In 1981, he began his seventy-year sentence, but he was not alone in his imprisonment—other members of FALN had also been arrested, with eleven later being freed from prison in exchange for renouncing violence, in a 1999 clemency deal under President Bill Clinton. López Rivera, however, turned down an offer at this time, in part because the negotiations included only some of the group’s imprisoned members. He would have to wait until 2017, when his sentence was commuted by President Barack Obama—controversia
lly, because while some people consider López Rivera a freedom fighter, others call him a terrorist.
López Rivera told the Guardian in an interview before his release that in its heyday FALN focused on structural targets, not people. “We called it ‘armed propaganda’—using targets to draw attention to our struggle.” He defended the group as “adhering to international law that says that colonialism is a crime against humanity and that colonial people have a right to achieve self-determination by any means, including force,” but said the days of attacks were long over. “I don’t think I could be a threat,” he said. “We have transcended violence.”121
However, FALN was not the only clandestine group on the island. Throughout the 1980s the Boricua Popular Army, or Los Macheteros (the machete wielders, or cane cutters), was also dedicated to the island’s independence struggle. Founded in 1976, the group claimed responsibility for a number of bombings on the island, including some at military installations.
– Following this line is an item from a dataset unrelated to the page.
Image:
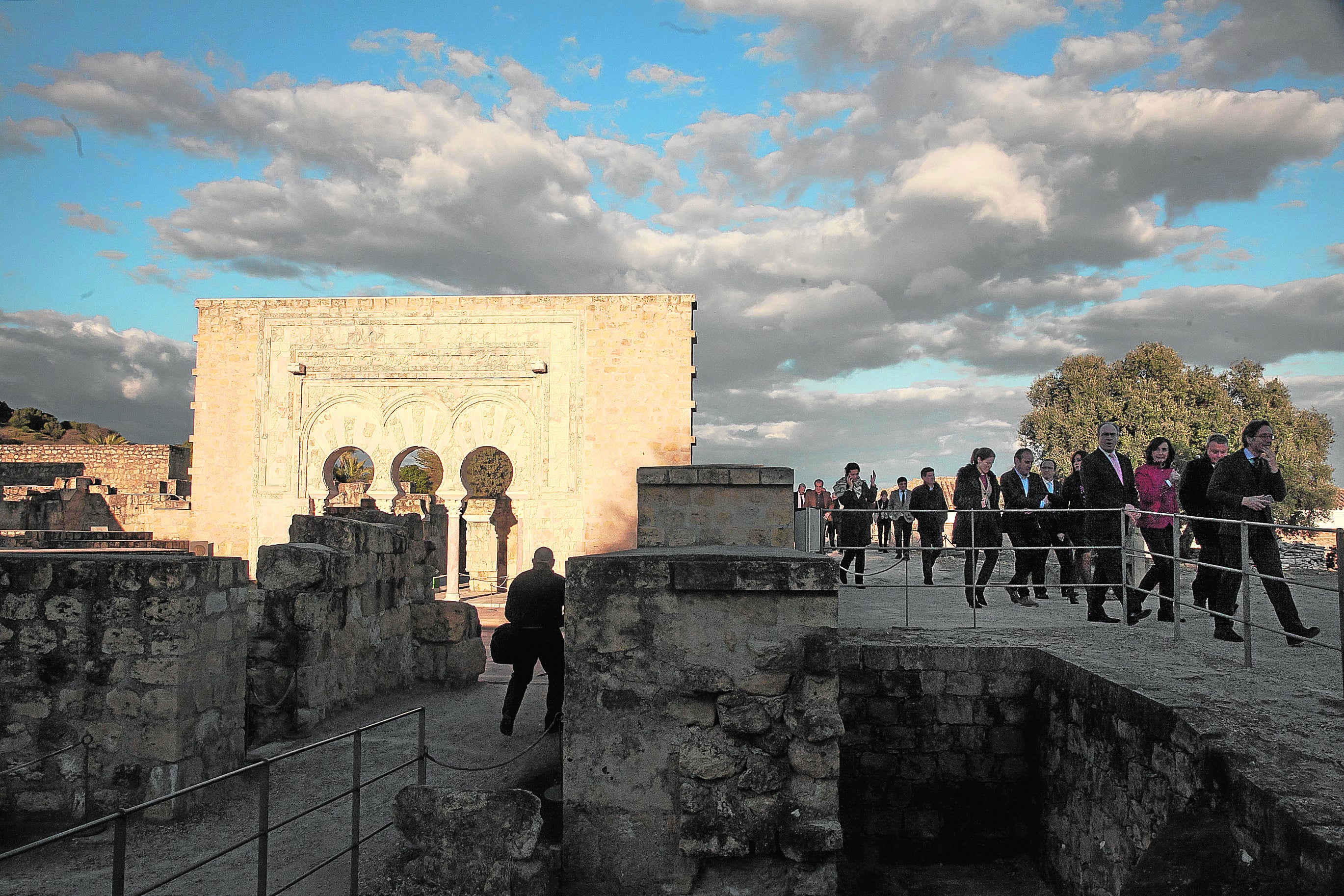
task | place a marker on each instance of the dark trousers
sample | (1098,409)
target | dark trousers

The Macheteros drew wider public attention with their 1983 heist, in which $7.2 million was taken from a Wells Fargo depot in West Hartford, Connecticut. In connection with this, one of the group’s leaders, Filiberto Ojeda Ríos—who had also been involved with FALN—was arrested but managed to jump bail ahead of his trial in 1990. He lived as a fugitive until 2005, when FBI agents tracked him down at his home in Hormigueros, in the west of Puerto Rico, where he died after a standoff and shoot-out. His death took place on September 23, the same day as the Grito de Lares independence uprising in 1868, prompting angry demonstrations by supporters who considered him a hero and those upset by the FBI’s tactics and timing.122 The Macheteros are thought to still be active, and to be operating cells in the United States.